Record capital budget planned

Robey proposes spending more than $235 million

A new Bushy Park Elementary

Funding also suggested for HCC and hospital

April 03, 2005|By Larry Carson | Larry Carson,SUN STAFF

Although asking for less school construction money than last year, Howard County Executive James N. Robey is proposing a record $235.3 million capital budget to the County Council.

He is planning for a sale of $85.3 million in bonds, another county record, to help finance the requests, but more state money for school construction could modify that.

Aided by money borrowed against the county's excise tax on new homes, Robey included $10 million to begin work on a new, larger Bushy Park Elementary School in Glenwood and $4 million to help complete a new elementary school in Dayton, also in the western county.

"[Bushy Park] is the most crowded elementary school in our county, and the students and parents of this school have stood in line long enough, and now it's their turn," Robey said. "I want to fix it and get started as quickly as we can."

Bushy Park parents couldn't agree more, according to Eileen Deitz, vice president of the school PTA. "For us, this is a huge accomplishment that he has kept us in the capital budget ... " she said. "Our kids are so overcrowded, it's unbelievable."

In addition, the $78 million devoted to schools - compared with $95 million last year - includes $17.1 million to help pay for a major renovation of Howard High School, $13.3 million for the new northeastern elementary in Ellicott City and $4.7 million for more all-day kindergarten classrooms.

Still, Robey did not fund $8.4 million in school renovation requests, or a $28.7 million project to replace the Ellicott City Library with a larger building, because no site has been selected.

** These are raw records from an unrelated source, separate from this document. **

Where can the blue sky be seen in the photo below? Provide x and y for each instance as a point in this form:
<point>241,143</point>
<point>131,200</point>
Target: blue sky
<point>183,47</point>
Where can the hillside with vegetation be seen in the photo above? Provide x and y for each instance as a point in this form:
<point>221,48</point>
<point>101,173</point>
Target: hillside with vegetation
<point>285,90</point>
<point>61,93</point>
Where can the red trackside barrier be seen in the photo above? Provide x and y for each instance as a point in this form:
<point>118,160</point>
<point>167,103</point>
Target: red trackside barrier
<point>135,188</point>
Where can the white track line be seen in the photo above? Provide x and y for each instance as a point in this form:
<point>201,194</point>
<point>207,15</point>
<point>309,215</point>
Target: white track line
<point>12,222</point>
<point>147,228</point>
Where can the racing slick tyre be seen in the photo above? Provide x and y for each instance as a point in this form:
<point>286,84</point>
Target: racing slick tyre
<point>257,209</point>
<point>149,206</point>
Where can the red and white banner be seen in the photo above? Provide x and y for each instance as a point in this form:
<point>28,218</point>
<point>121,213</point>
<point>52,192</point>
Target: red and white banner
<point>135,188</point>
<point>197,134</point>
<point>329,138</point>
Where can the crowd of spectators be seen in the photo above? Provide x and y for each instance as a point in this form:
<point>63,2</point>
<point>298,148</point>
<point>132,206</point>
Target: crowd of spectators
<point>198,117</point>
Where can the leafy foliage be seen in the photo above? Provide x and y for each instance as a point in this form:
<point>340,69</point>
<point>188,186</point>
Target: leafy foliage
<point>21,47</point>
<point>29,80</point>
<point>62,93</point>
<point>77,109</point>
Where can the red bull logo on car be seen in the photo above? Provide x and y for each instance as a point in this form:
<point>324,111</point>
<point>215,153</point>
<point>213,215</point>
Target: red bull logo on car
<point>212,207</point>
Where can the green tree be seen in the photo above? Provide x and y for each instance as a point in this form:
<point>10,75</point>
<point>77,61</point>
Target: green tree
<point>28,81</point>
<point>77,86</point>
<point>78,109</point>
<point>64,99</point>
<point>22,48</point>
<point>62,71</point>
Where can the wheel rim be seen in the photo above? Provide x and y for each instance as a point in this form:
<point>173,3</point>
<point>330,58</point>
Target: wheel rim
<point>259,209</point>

"I think we're pleased it's as high as it is, but I think there's a deficit we'll have to address. We're pleased he's been able to find the money for Bushy Park Elementary," said Courtney Watson, the school board chairman.

Robey also matched state funding for a new $25 million building at Howard Community College and included $7.2 million for a parking garage at the college that will be repaid from fees charged all students, according to James M. Irvin, the public works director. "I don't want to delay a year," Robey said, explaining why he didn't wait for the new Revenue Authority that the county's legislators approved to build the garage.

The executive also included $3 million toward a planned $73 million expansion and renovation project at Howard County General Hospital.

Victor A. Broccolino, the hospital's president and chief executive officer, said the project has grown. The hospital plans to add 42 beds, convert all the semiprivate rooms to private, and build a parking deck. No money is coming directly from Johns Hopkins Hospital, which merged with Howard County General, he said, so the county help, while small, is critical.

The $5.8 million included for the public safety training facility at the Alpha Ridge Landfill could be controversial because the $23 million project is $6 million over original estimates. "The original designs of the public safety training facility were done before [the Sept. 11, 2001, terror attacks]," Robey said. Because Howard is between Baltimore and Washington, the county must be prepared to deal with anthrax and other scares, he said.

Also in the mix is $1.4 million for renovations to the Savage Fire station, $800,000 to start renovations at the West Friendship station and $920,000 for land for a new station on the north side of Route 100 at Route 103 in Ellicott City.

Even smaller projects, such as the $300,000 included to plan renovations at Cedar Lane School in Harper's Choice after its severely handicapped students move to new quarters in Fulton, can generate intense interest. "I am just really excited about that," said Ken Ulman, a west Columbia Democrat on the County Council. He wants the building converted for use by special-needs adults, who must travel for day programs in Silver Spring or Annapolis, he said.

County agencies can also use the building, making it a genuine community center, he said.

A public hearing on the budget is to be held before the County Council at 7:30 p.m. April 21 at the George Howard Building. The council must approve a budget for fiscal 2006 by June 1.